Updated: Apr 13, 2020
Prior to GDPR the security ombudsman of UK is pushing to give a penalty to programmers a 660,000 fine to Equifax for redirecting information of 15 million Brits from databases of the credit score agency. Had this happened after May 2018 when GDPR was in place the fine would have been much bigger?
Equifax violated the security privacy of the British Nationals and a huge price has to be paid in accordance with the country’s Data Protection Act.
Equifax, an American business, was breached in 2017 when an IT staff failed to set up a patch which led to cybercriminals gaining access to the millions of personal data from Americans and Brits.
These records included names, phone numbers, dates of birth, as well as driving permit numbers. Furthermore, Brits also had their Equifax account email addresses, while others had their names, addresses, dates of birth, account usernames as well as plaintext passwords, obscured credit card numbers, and recovery secret question and answer stolen by hackers.
This information was stored in an archive that they call “standard daily fraud from the production data and held in a document that can only be accessed by the IT staff and system admins. Because of this, it was easily available to hackers. Strangely enough, the report was constructed on a regular basis for Equifax’s fraudulence research staff to employ for searching accusations of credit card frauds.
Scammers entered Equifax’s units between May 13 and July 20, 2017, even though the business was cautioned in March that year by US Homeland Security that it’s IT system was unsafe. It was practically informed the organization that its Struts 2 structure had a remotely exploitable protection hole (CVE-2017-6538 ) in it.
Because of inadequate internal procedures as well as auditing, the software program wasn’t patched. This enabled intruders to tiptoe via the hole, and into the US-based system . Homeland Security’s warning was transferred via the ranks in Equifax. Nevertheless, its system admins failed to recognize its public-facing client dispute-handling site operating the Struts 2 structure required upgrading. Therefore it had been left unpatched.
Miscreants were digging around Equifax’s unsafe programs as early as March 10, before the May incursion. The organization had set up the device to examine system traffic for suspicious activity – including scumbags syphoning off a hundred and fifty million client account – in spite of this, IT personnel were unsuccessful for several months to renew a digital certificate for the equipment, which means encoded connections were not scrutinized. Hence, the criminals were able to smuggle out the information over an encoded route without causing any alarms.
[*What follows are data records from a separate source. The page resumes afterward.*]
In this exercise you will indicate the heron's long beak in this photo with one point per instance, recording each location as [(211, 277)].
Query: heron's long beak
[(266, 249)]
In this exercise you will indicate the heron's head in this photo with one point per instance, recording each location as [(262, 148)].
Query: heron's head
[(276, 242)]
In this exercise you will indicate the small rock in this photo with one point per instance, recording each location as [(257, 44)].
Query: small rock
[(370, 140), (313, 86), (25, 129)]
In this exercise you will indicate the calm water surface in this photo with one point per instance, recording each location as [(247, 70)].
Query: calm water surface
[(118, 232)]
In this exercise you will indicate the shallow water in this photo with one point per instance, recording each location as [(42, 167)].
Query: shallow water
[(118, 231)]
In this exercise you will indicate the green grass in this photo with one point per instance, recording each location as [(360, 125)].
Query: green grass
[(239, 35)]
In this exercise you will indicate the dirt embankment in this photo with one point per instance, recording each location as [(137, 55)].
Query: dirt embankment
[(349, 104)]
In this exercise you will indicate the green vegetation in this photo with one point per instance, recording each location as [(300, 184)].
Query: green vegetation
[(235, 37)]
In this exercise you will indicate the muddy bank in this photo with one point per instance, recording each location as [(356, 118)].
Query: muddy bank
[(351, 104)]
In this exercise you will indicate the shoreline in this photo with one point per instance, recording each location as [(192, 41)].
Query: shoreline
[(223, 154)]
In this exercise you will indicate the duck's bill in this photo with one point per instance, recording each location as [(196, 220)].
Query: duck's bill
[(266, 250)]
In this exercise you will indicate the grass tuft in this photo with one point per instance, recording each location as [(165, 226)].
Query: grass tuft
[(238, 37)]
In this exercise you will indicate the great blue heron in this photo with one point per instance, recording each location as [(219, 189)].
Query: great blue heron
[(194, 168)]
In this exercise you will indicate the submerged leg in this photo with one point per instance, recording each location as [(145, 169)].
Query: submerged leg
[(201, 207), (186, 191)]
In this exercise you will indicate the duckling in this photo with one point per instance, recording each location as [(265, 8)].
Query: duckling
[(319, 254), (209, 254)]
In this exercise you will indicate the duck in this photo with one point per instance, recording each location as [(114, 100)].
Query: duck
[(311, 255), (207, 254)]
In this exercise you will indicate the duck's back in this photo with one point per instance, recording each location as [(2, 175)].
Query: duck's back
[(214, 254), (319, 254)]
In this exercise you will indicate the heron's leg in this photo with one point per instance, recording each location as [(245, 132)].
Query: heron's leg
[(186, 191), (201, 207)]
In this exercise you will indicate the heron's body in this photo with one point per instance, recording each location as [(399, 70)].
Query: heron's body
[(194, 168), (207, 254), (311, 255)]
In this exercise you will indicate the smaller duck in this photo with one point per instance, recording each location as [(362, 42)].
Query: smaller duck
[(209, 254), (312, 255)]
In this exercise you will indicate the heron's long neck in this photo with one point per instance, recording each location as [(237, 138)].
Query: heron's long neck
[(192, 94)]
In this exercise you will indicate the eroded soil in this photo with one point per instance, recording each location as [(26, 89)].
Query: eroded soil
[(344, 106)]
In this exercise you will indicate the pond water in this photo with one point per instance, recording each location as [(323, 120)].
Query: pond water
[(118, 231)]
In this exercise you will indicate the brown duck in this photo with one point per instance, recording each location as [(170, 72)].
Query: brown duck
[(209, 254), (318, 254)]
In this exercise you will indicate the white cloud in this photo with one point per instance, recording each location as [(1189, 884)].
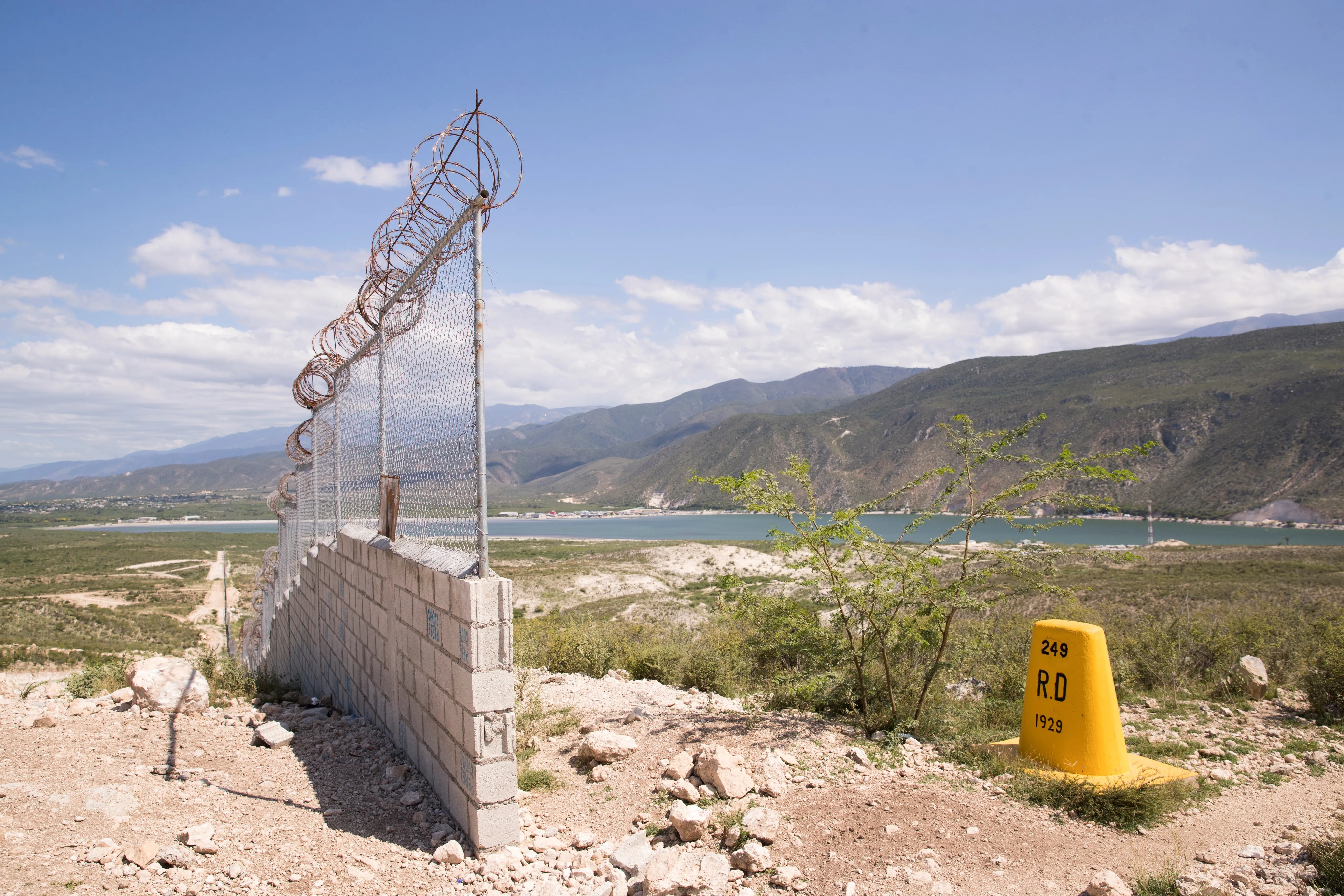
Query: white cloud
[(550, 349), (341, 170), (193, 251), (28, 158), (667, 292), (1152, 294), (74, 389)]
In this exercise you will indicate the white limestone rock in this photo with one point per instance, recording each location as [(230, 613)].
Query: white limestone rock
[(721, 769), (449, 854), (678, 872), (690, 821), (753, 858), (773, 777), (634, 855), (763, 824), (168, 684), (685, 790), (607, 747), (1252, 676), (1108, 883), (679, 766), (272, 734)]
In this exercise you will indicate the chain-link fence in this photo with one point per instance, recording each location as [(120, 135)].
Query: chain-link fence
[(394, 387)]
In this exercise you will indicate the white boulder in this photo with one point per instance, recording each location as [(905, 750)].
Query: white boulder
[(449, 854), (753, 858), (1108, 883), (763, 824), (679, 766), (690, 821), (168, 684), (1250, 675), (607, 747), (677, 872), (724, 772)]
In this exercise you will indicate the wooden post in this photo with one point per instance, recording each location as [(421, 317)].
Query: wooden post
[(389, 504)]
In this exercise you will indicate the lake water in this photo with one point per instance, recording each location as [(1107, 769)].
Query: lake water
[(746, 527)]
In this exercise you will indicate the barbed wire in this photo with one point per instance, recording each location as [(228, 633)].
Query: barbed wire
[(444, 182)]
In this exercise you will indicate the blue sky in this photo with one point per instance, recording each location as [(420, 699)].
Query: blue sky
[(712, 190)]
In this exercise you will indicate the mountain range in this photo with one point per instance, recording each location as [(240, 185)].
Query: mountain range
[(527, 453), (1237, 422), (1248, 324), (224, 447)]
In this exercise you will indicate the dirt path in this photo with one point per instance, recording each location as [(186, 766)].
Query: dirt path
[(326, 816)]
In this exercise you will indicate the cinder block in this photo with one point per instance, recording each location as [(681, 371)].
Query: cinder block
[(436, 702), (484, 647), (496, 781), (483, 691), (482, 600), (456, 800), (492, 827), (492, 735), (444, 592)]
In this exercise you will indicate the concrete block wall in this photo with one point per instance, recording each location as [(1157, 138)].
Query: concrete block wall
[(394, 633)]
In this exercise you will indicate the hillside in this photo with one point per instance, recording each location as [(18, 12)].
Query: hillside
[(236, 445), (1238, 421), (251, 472), (526, 453)]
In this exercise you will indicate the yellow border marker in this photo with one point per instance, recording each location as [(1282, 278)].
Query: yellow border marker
[(1070, 719)]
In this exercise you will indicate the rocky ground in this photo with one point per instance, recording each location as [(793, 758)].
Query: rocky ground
[(100, 796)]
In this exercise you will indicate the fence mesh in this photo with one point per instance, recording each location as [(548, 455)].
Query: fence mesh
[(393, 385)]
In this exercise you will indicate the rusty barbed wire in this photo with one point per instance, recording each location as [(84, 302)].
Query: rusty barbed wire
[(443, 187), (269, 563), (295, 447)]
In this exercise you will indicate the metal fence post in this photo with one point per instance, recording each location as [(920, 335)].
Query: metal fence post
[(483, 551), (336, 444), (382, 406)]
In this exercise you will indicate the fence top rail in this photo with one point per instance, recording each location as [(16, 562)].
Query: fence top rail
[(467, 215)]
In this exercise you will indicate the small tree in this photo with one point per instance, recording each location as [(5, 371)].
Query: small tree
[(883, 592)]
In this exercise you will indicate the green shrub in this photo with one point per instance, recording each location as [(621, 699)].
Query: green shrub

On July 29, with the certification updated, the US region of Equifax discovered it was hacked, and in late August figured out British people were affected, as well. Its IT employees were forced to rerun, on test installations, the data source queries operated by the hackers to determine what was recovered, which took some time to establish.
On September 7, that year, the US side informed its UK-based Equifax Ltd the terrible report, and a day after, that subsidiary confessed to the ICO that it was pwned – at first stating less than 400, 000 Brits were affected, then pushing that figure to 1 .5 million before ultimately upgrading it with an additional zero.
The ICO probed the computer protection breach incomparable with the UK’s Financial Conduct Authority, before deciding on giving out the highest fine possible at the time.
According to Elizabeth Denham, the information commissioner of Blighty’s, not having personal information is both upsetting to customers and undermines consumer trust in digital commerce especially when there is a possibility of financial fraud. Albeit, she stated that Equifax deserved the penalty that they received under the 1998 legislation especially after compromising the data of a lot of its customers. Furthermore, she also stated that Multinational data companies such as Equifax should give importance in data protection and take precautionary measures to prevent breaches to meet both the legal and their customer’s expectations. With this, she said that the company showed negligence on their part which led to the fines.
Equifax made a $587 million profit in 2017 from revenues of $3.4 billion.
Equifax addressed the issues stating that they cooperated with the ICO during the investigation and how they were commended for their broader range measures to prevent the criminal attacks from happening again as stated by the ICO. They also stated how they were disappointed with the findings and penalty but also apologized for the cyber attack particularly to those who were put at risk.